Woman in Mind

Alan Ayckbourn
Salisbury Playhouse
(2005)

Publicity image

Audiences, I reflected were strange creatures.

Here we all were, or most of us, convulsed with laughter. And here am I so disturbed at what Ayckbourn is setting out in his opening scene that laughter is the last thing on my mind.

But then isn't this one of the most fascinating things about theatre? Sometimes we join in the general reaction; while at others we are almost jealous of the bonhomie around us that we cannot for the moment share. Perhaps in truth it's really the fascinating thing about playwrights and their plays.
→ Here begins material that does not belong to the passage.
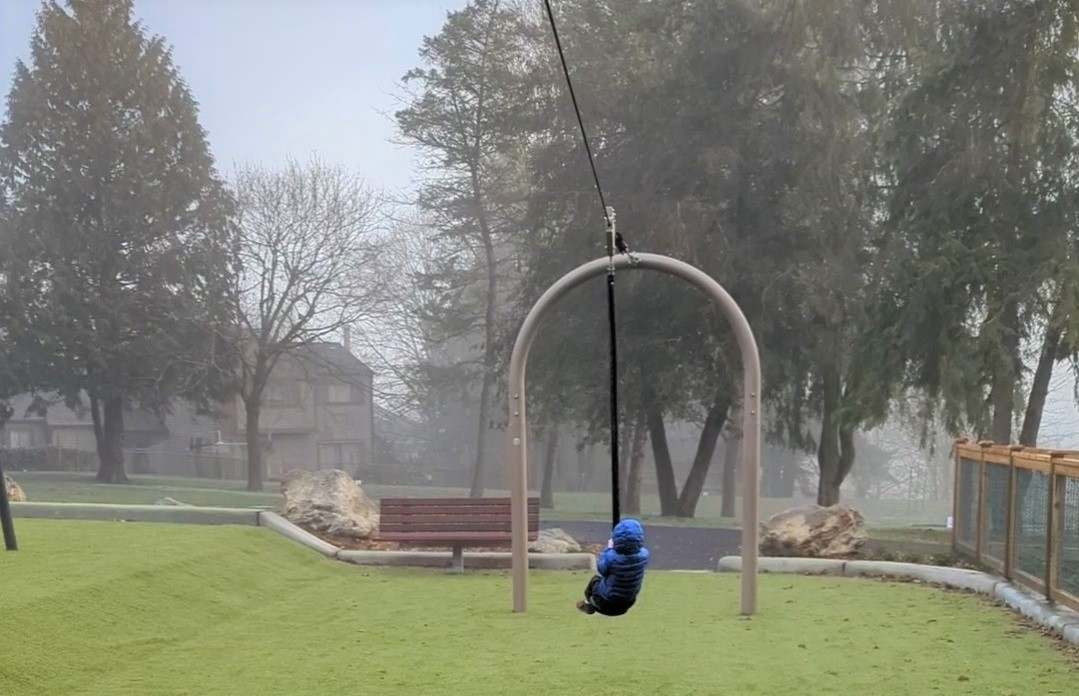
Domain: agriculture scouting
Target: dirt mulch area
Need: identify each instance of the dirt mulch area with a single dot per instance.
(376, 545)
They impact upon us in different ways.

As Raz Shaw, director of this Salisbury production, says in her conversation with Journalist Elaine Peake: Ayckbourn's plays are often very funny in an uncomfortable way. I will buy that. Even the imaculate grass of Philip Whitcomb's lawn setting, as well as his pure, cyclorama sky, complements the powerful impression of unreality.

Here is the woman in Mind, Susan, splendidly played by Sarah Woodward, flitting uncomfotably in and out of two worlds: her real family from whom her estrangement is virtually complete, and her second, imaginary family fast becoming her sole comfort.
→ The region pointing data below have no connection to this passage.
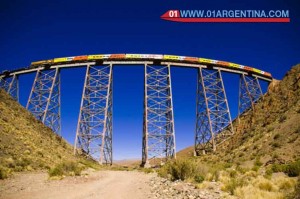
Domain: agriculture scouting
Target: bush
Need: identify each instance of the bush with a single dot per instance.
(198, 178)
(282, 118)
(276, 145)
(296, 194)
(182, 169)
(292, 169)
(231, 185)
(3, 173)
(66, 169)
(276, 136)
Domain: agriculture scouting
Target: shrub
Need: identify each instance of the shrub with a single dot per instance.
(258, 162)
(282, 118)
(292, 169)
(148, 170)
(276, 136)
(198, 178)
(3, 173)
(296, 194)
(182, 169)
(265, 185)
(231, 185)
(66, 168)
(275, 144)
Small wonder my smiles were strained. My sympathy was with poor Susan.

Slowly, inevitably, the perceptiveness of Ayckbourn's dialoge penetrates my sense of the absured and I begin to share the laughter. But it is a far cry from Relatively Speaking, the play through which I first encountered Alan Ayckbourn.

This is an absorbing production with a strong cast embracing a range of cameo performances, from Alex Roberson's detached Rick to Anna Kirk's frightening cook, Muriel. These, and many others, would be enough to separate lots of us from our domestic sanity. Not to forget the self-righteous Gerald, an excellent performance by Jamie Newall.

The secret of this play lies in its clever vision of both heaven and hell on earth through Susan's eyes alone. How everbody else sees her may be, of course,quite another story!